Our job as regulators is to ensure the integrity of these risk management markets—to make sure that they are honest markets. I’m told by staff that, as the futures market regulator, we are to be commodity-blind and price neutral. Well, I may not be “your father’s regulator” because I’m having a difficult time with that. I can’t help being very concerned about these energy markets and, in particular the crude oil market. I’m concerned about $140 a barrel oil. I know people who are literally choosing between food and fuel. They may not fill up their car tank because they need money to eat. That is a horrible situation and I can’t feel commodity-blind or price neutral about any of that.

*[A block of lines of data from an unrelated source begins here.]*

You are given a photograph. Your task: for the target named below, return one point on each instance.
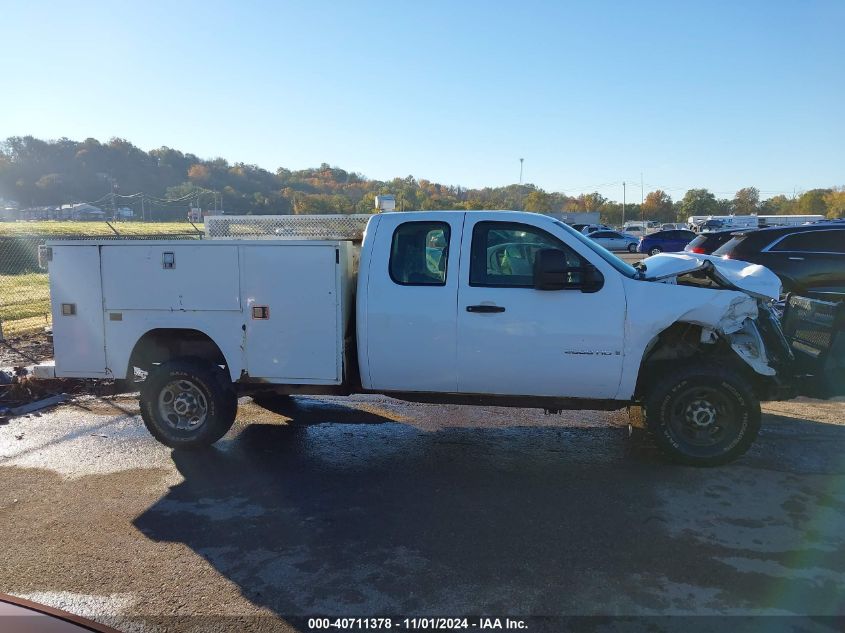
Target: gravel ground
(368, 506)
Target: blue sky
(714, 94)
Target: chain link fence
(24, 286)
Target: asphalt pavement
(369, 506)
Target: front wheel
(188, 403)
(702, 415)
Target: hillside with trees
(35, 172)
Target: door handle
(485, 309)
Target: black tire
(702, 415)
(199, 382)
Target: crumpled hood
(752, 279)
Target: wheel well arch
(161, 344)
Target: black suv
(808, 259)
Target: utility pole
(623, 205)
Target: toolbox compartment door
(173, 276)
(77, 307)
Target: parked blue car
(665, 242)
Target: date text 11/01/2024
(431, 623)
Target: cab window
(419, 253)
(503, 254)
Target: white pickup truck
(479, 307)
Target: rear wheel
(188, 403)
(702, 415)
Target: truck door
(411, 295)
(515, 340)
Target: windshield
(606, 255)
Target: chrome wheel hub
(182, 404)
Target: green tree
(835, 202)
(779, 205)
(593, 201)
(538, 201)
(812, 202)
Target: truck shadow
(382, 518)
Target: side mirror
(552, 272)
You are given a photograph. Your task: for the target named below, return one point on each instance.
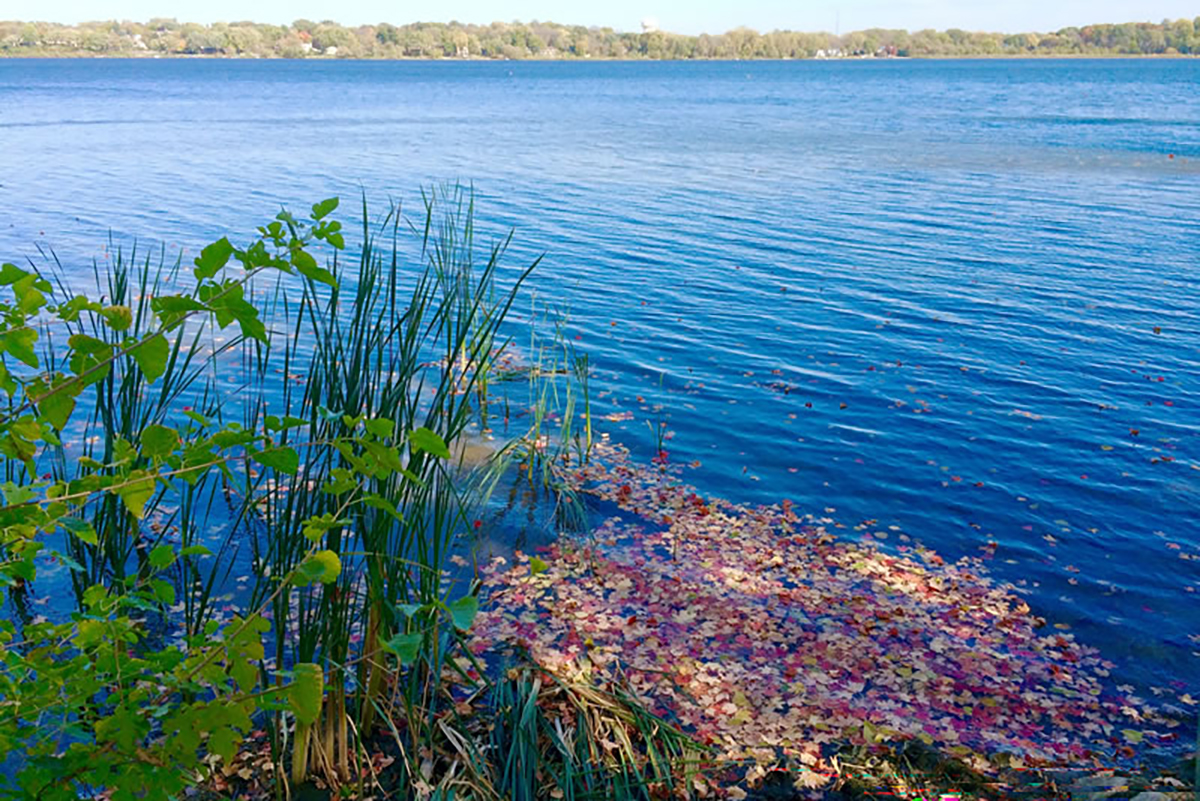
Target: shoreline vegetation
(377, 646)
(552, 41)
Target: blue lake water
(959, 300)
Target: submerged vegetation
(274, 482)
(534, 40)
(331, 469)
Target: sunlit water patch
(948, 301)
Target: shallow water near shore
(948, 301)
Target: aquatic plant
(333, 459)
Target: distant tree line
(307, 38)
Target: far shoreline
(325, 59)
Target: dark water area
(957, 302)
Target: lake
(954, 302)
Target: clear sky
(679, 16)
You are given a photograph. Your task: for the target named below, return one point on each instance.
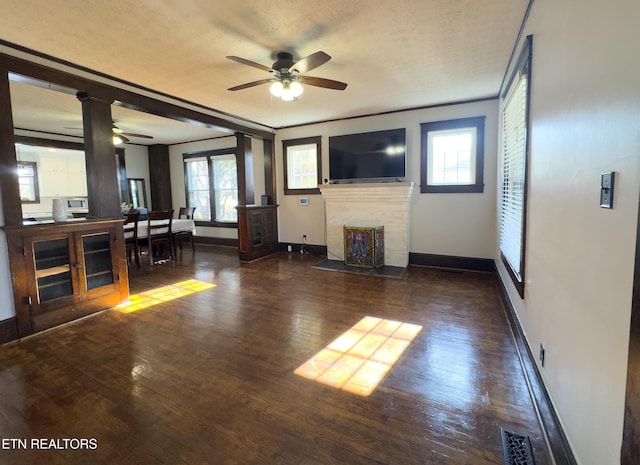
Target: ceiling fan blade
(310, 62)
(244, 61)
(251, 84)
(132, 134)
(322, 82)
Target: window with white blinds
(513, 170)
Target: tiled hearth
(369, 205)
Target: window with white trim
(211, 184)
(513, 168)
(28, 182)
(302, 166)
(452, 155)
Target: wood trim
(449, 261)
(269, 171)
(393, 112)
(244, 164)
(70, 83)
(8, 330)
(159, 177)
(10, 192)
(552, 429)
(476, 122)
(317, 140)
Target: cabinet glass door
(53, 269)
(97, 260)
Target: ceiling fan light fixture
(276, 89)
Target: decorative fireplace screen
(364, 246)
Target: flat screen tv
(369, 156)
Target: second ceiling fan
(288, 75)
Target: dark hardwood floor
(208, 378)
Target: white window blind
(225, 186)
(198, 193)
(302, 168)
(452, 157)
(513, 173)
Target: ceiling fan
(288, 75)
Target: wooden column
(269, 171)
(9, 189)
(160, 177)
(102, 179)
(244, 162)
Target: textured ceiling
(393, 55)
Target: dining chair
(131, 236)
(184, 213)
(159, 233)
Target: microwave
(76, 203)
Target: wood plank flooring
(208, 378)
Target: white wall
(448, 224)
(177, 176)
(7, 308)
(585, 110)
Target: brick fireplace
(369, 205)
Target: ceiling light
(276, 89)
(286, 90)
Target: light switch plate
(606, 189)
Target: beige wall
(448, 224)
(585, 112)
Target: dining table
(177, 226)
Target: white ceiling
(393, 55)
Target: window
(513, 168)
(452, 155)
(211, 183)
(302, 165)
(28, 182)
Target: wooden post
(9, 189)
(102, 179)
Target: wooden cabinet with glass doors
(65, 271)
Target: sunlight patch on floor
(163, 294)
(360, 358)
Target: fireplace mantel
(367, 205)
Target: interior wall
(177, 176)
(136, 161)
(447, 224)
(585, 114)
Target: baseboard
(557, 440)
(448, 261)
(8, 330)
(215, 241)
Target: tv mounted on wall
(369, 156)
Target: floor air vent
(516, 448)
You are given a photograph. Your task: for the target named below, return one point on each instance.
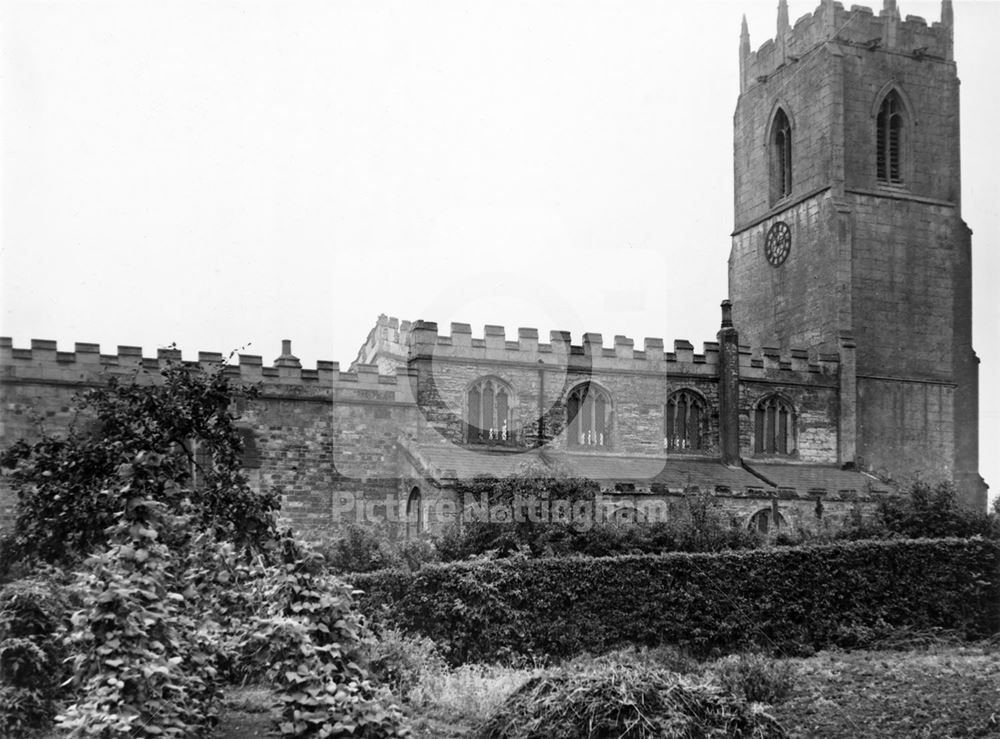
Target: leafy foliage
(781, 600)
(31, 655)
(629, 701)
(144, 664)
(315, 646)
(934, 511)
(67, 496)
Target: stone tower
(848, 232)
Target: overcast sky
(226, 174)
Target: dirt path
(943, 693)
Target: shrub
(934, 510)
(24, 712)
(357, 549)
(67, 487)
(32, 623)
(143, 666)
(623, 701)
(315, 645)
(699, 526)
(782, 599)
(754, 677)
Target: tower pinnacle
(783, 29)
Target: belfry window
(889, 140)
(588, 412)
(685, 419)
(489, 417)
(774, 426)
(414, 514)
(781, 156)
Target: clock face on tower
(778, 243)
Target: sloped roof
(446, 464)
(805, 478)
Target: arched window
(414, 514)
(685, 422)
(489, 412)
(766, 521)
(780, 145)
(889, 139)
(774, 426)
(588, 413)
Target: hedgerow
(780, 599)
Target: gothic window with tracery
(889, 140)
(685, 421)
(781, 157)
(774, 426)
(489, 413)
(588, 412)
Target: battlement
(860, 26)
(425, 341)
(43, 362)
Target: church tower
(849, 236)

So, we have been searching for answers as to what is going on in these important markets. Here’s what we do know: we have seen nothing like them ever before in history. But I feel somewhat like the blindfolded boxer. When the bell rings, I just start swinging. Some say the culprit behind exponential price increases is supply and demand. Others suggest it’s the devalued dollar and our extremely poor economy, and I agree that is having a significant impact. Maybe it has to do with the credit crisis, and perhaps it has to do with a move toward increasing securitization in the derivatives industry. Or, as I’ve suggested, maybe it’s related to trading in look-alike West Texas Intermediate Crude (WTI) Contracts, or maybe sovereign wealth funds have something to do with it. What is clear is that smart people disagree. There is no sufficient answer so far—but we are going to keep swinging. This is too important an issue not to.

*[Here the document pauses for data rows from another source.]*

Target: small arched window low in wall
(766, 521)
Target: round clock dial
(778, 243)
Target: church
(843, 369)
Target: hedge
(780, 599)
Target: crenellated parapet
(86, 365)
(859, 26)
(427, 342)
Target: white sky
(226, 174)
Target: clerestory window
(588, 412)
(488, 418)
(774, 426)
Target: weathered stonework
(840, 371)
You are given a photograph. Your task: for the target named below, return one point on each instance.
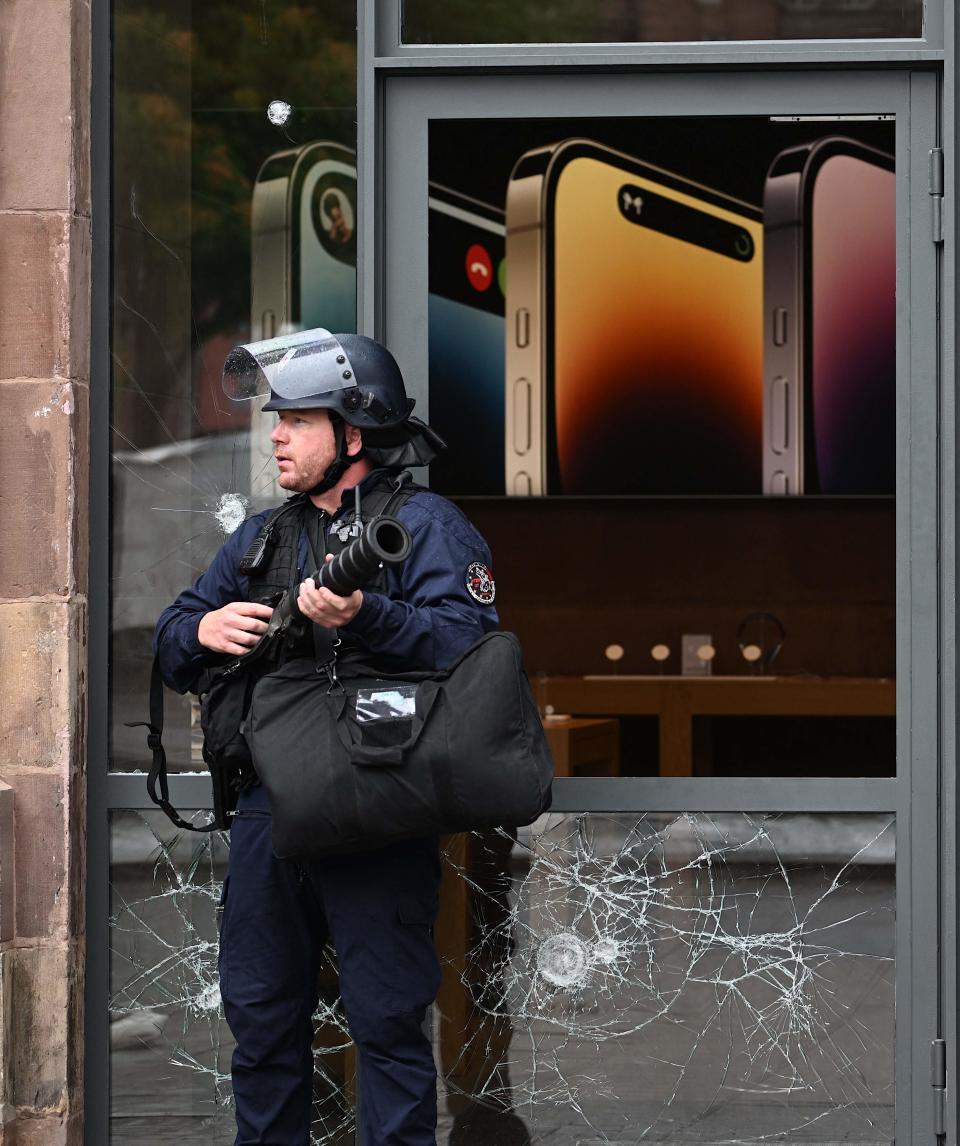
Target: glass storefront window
(656, 978)
(606, 979)
(656, 21)
(234, 218)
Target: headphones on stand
(757, 645)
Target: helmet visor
(293, 366)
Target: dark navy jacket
(425, 619)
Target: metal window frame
(409, 102)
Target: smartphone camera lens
(744, 245)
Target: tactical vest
(281, 538)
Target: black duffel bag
(363, 761)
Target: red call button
(479, 267)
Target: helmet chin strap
(340, 463)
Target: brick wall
(45, 258)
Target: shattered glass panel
(656, 978)
(170, 1044)
(234, 212)
(695, 978)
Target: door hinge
(938, 1084)
(935, 186)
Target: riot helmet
(353, 377)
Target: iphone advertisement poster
(635, 306)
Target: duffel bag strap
(157, 774)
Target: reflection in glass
(694, 978)
(654, 21)
(234, 218)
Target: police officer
(343, 421)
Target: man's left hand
(325, 609)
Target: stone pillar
(45, 259)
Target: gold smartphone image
(831, 320)
(634, 329)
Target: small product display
(697, 654)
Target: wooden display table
(677, 699)
(588, 747)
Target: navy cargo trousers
(378, 908)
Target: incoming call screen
(852, 288)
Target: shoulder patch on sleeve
(480, 583)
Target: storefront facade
(677, 284)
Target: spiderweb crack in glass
(694, 979)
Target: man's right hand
(235, 628)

Secretary Paulson is quoted in the press today as saying that speculators aren’t to blame for increases in oil prices. Perhaps the Secretary has a crystal ball, but I don’t, and given what I’m seeing and hearing in the markets and from market users, that seems to me to be a premature determination, at best. At worst, I think it would be a dereliction of our duties for us, the overseers of these markets, to ignore other possible reasons for price run-ups, and continue to fall back on reliance on “fundamentals.” Saudi Arabian officials are quoted today as saying that high prices aren’t justified by market data and fundamentals, and I think the Saudis know a little bit about the oil markets. The bottom line is, we need to investigate, in a comprehensive and probing manner, what is happening in these markets before making a rush to judgment about what is or what is not causing these extremely unusual price movements.
In April I gave a talk in London. I said that those involved in these markets could take a lesson from ancient glassmakers who worked to craft clear, transparent glass. Clear glass was likened to gold and wisdom. And, I said we needed more transparency in these markets. I’m very pleased and appreciative that since that time the CFTC is now receiving daily large trader reporting from InterContinental Exchange/UK via the Financial Services Authority (FSA) for the look-alike WTI contracts. This information will be extremely helpful to our work.

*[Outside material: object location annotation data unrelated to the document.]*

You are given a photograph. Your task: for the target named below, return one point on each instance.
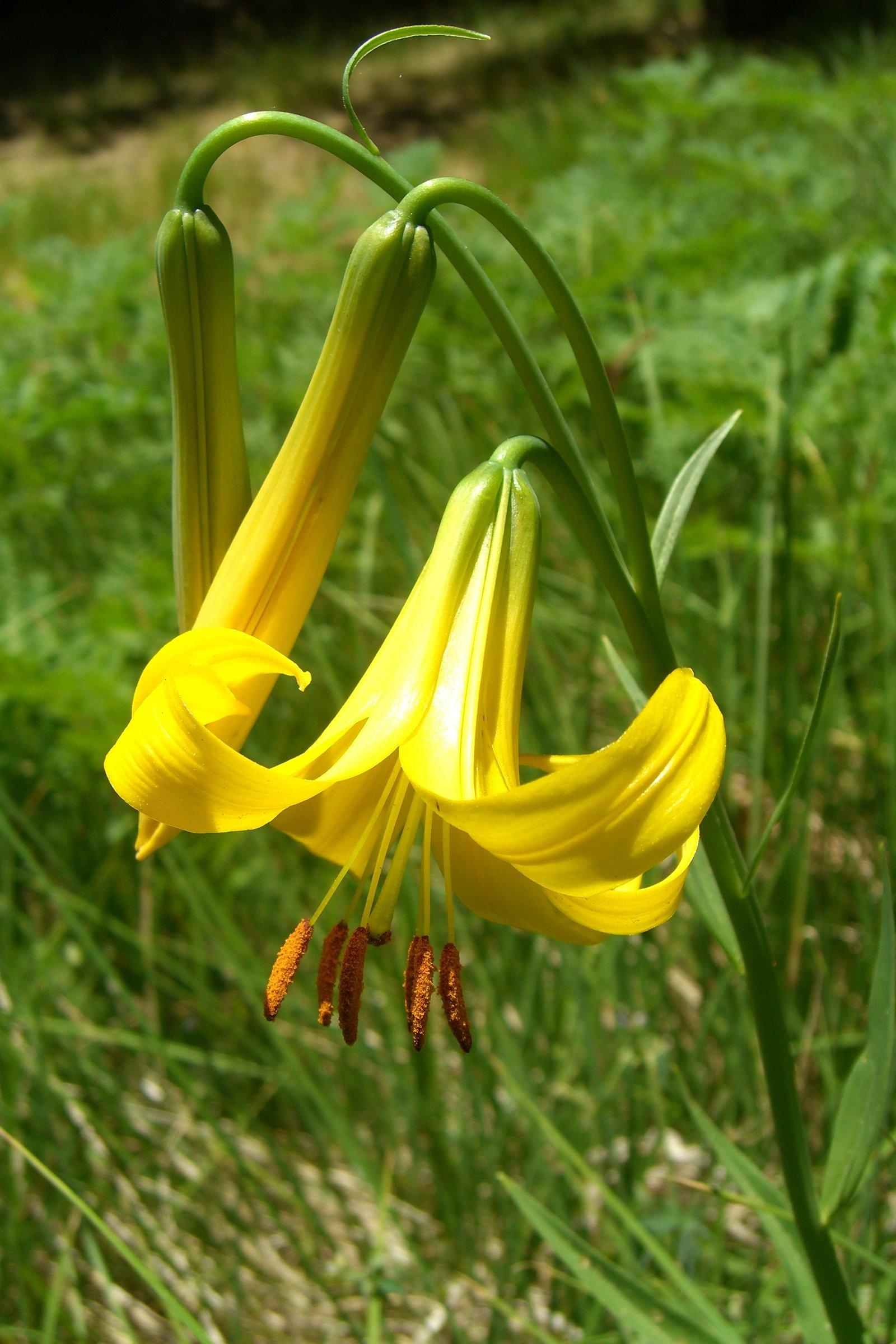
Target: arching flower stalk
(428, 746)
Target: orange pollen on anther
(287, 965)
(452, 996)
(418, 987)
(410, 973)
(351, 984)
(327, 971)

But, appreciative as I am of these new efforts, we must continue to look for answers. Every day our staff comes to work and does the best they can do to figure out what’s going on. Marshall McCloughan said, “you can’t move forward only using your rear view mirror.” Well, we certainly look to the past, but we need to try to look forward at these unprecedented markets. What I would like to hear from you, members of the EMAC is what we don’t know. What do you know that you think may be in the road ahead that we don’t know. What don’t we know?
It’s always comfortable and comforting to surround yourself with people who think like you, talk like you, act like you, and will tell you what you already know. But that’s not why we’re here today, and that’s not how we can benefit from meetings like this. We’re here to serve the American consumer and taxpayer, and they get the best service out of us when we act on the most comprehensive, up-to-date information available. That’s why we need to hear from you what we don’t already know. Many of you have traveled significant distances to attend this meeting, you’ve all taken time out of your schedules to be here today, and I appreciate those efforts. What I appreciate even more is hearing from you what you want to tell us that we haven’t heard before.
I’d like to follow the example of former Supreme Court Justice Lewis Powell in this regard. Justice Powell, a conservative southerner by any measure, was famous for hiring ultra-liberal clerks to assist him. He said that the conservative side of issues came naturally to him; he said he didn’t need to hear what he already knew. He said that what he needed was someone to tell him what he didn’t already know. And that’s what I’d like the take-away from today’s meeting to be: tell us what we don’t know, but need to hear. Tell us what doesn’t already present itself to us, tell us what we’re missing. And tell us where you think we’re going wrong, and tell us what you think we need to do to correct our course. That’s how we can best serve our constituency, the American consumers and businesses that rely on futures markets to discover price and manage risks, and that can benefit by your input in our decision-making. Thank you for your invaluable input today, and I’m ready to listen.